He was vanquished too easily, the deaths he caused underplayed, his form undermagnified, unlike cherubael whose power was horrific, his menace amplified to scary levels by Abnett and thus Eisenhorn in turn was forced to raise his game to match this menace. Thus in Eisenhorn we had the style, we had the oh no he didn't moments and the fuck thats just awesome, whilst Ravenor was never truly allowed to look spectacular, never really won a psyker battle and was always fleeing a stronger opponent, which in truth made him look weakened, underwhelmed by the apparent power of his enemies who in the end failed to do justice to the hype. 

In truth Kara Swole sums this up

"I'd rather face Ravenor unarmed than ever cross gregor eisenhorn"

Eisenhorn wins hands down.
______________________________________________

Overall both books are worth buying reading and putting on your book shelves however if I had to choose between them I would pick up Eisenhorn. The book is a fantastic piece of fiction and a credit to an author that is truly the cream of the black library.

I give eisenhorn a spectacular 9/10, ravenor a giddy 8.5/10


----------



## bobss (May 18, 2008)

Thats a rather solid review, Deathbringer, I`ll be honest. I haven`t read either Omnibus, rather stupidly, but even so the way you`ve made comparissons from a range of differing ''ingrediants'' neccessary for a fitting book has been well displayed. Great snyopsis and a good header for those who are yet to read the zenith of Abnett`s genius, some great work


----------



## HOBO (Dec 7, 2007)

Excellent review, and I almost agree with your scores..I give Eisenhorn a slighter larger winning margin over Ravenor than you - 9/10 v 8/10. Abnett at his finest.

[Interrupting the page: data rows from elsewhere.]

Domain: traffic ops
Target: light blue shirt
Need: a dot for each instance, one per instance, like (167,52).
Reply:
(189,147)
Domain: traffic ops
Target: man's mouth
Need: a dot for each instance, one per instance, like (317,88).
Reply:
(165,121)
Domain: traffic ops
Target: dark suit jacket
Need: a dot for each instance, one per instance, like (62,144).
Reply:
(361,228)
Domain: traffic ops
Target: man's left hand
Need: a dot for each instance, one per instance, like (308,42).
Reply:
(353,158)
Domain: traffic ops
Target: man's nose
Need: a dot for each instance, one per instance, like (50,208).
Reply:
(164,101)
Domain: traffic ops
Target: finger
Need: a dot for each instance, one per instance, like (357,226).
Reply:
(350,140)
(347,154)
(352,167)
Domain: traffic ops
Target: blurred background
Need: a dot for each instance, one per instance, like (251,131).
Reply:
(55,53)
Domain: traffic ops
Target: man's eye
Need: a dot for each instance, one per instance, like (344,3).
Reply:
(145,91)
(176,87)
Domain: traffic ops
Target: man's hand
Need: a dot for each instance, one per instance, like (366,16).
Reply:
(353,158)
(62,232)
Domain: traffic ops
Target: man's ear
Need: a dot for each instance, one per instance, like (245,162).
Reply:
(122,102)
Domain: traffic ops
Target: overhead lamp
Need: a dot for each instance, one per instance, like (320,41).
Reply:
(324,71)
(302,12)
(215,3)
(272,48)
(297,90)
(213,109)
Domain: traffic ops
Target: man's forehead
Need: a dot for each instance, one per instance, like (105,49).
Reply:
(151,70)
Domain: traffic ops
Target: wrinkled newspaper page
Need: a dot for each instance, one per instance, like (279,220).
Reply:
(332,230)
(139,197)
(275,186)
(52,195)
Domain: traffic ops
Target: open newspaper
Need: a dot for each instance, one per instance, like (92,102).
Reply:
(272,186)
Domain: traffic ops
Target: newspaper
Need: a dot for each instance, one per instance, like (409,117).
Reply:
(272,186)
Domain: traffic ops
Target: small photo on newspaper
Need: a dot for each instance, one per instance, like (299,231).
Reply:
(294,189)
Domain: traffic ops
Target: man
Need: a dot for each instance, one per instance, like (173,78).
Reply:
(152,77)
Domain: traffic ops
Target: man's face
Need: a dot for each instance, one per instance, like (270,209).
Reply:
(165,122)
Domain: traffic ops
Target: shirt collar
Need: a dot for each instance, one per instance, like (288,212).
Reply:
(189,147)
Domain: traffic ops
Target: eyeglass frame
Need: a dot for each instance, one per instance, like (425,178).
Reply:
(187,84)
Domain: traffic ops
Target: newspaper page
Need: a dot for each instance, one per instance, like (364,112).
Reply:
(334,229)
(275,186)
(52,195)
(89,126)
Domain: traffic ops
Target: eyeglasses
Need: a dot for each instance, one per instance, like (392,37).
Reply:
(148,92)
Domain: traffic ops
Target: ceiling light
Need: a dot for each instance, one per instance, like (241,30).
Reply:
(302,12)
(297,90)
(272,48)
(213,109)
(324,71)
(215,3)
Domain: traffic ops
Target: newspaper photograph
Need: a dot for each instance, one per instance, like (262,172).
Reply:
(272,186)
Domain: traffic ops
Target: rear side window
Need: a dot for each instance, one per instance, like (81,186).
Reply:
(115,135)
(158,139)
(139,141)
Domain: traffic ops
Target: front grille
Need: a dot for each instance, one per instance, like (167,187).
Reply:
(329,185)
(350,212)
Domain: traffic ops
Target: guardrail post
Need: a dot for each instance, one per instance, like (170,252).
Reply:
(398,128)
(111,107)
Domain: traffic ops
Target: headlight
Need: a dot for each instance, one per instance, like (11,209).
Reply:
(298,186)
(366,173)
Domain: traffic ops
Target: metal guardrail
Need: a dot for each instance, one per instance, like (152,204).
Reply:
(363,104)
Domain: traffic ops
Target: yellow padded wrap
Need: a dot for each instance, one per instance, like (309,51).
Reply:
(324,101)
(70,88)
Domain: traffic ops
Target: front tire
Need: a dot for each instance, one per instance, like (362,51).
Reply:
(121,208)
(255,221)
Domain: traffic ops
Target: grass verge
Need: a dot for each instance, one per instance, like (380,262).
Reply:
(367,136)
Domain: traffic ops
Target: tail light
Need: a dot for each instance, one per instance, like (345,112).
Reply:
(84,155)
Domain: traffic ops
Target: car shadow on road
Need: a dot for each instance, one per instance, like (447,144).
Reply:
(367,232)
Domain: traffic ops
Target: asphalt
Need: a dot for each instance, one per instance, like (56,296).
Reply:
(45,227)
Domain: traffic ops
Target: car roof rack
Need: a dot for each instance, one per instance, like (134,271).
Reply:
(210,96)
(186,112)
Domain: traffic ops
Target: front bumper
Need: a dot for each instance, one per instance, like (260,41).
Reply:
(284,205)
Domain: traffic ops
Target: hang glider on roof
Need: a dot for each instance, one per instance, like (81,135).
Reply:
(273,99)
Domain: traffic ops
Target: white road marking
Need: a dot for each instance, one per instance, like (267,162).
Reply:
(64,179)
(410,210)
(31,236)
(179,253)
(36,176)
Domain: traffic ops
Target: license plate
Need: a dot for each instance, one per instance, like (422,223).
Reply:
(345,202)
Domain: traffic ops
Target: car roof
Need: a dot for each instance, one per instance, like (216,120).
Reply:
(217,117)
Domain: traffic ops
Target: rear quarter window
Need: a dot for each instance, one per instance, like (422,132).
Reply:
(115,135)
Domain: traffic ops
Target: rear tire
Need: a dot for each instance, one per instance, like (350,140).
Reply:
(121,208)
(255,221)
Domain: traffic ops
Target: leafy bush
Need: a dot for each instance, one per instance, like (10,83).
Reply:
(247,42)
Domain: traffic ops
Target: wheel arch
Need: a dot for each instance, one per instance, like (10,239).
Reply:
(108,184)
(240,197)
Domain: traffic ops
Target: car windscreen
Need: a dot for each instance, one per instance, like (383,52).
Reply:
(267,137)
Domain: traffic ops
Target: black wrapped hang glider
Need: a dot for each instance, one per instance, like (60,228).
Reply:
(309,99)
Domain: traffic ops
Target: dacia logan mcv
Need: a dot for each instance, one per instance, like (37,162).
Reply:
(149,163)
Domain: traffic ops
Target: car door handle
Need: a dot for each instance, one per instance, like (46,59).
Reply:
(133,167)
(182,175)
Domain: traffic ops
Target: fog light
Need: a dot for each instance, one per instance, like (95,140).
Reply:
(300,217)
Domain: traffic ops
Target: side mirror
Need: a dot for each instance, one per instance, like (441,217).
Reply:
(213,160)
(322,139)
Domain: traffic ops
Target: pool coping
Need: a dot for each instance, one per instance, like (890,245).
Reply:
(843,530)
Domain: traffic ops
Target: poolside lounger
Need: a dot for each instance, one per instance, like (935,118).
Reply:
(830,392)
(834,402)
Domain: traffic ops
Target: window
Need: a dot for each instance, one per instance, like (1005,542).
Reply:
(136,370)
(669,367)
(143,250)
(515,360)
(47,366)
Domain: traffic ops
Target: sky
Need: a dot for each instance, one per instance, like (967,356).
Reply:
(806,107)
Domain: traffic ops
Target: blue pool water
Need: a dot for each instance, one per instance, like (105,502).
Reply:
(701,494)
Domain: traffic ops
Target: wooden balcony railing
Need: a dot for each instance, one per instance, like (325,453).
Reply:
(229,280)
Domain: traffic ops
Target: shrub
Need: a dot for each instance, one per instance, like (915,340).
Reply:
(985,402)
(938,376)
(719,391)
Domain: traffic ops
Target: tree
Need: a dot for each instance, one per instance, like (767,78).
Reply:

I have an inclination to re-read both Trilogies after reading this, starting with Eisenhorn of course....plus make a change of pace from the HH series I'm in the middle of. It's been a few years so it should all be fresh.


----------



## Mossy Toes (Jun 8, 2009)

Only read the Eisenhorn books, but I'm glad to have gotten the better out of the bargain.

Though I'll have to read the Ravenor books too, to be able to read the third trilogy when it comes out... (y'know, the Bequin one...)


----------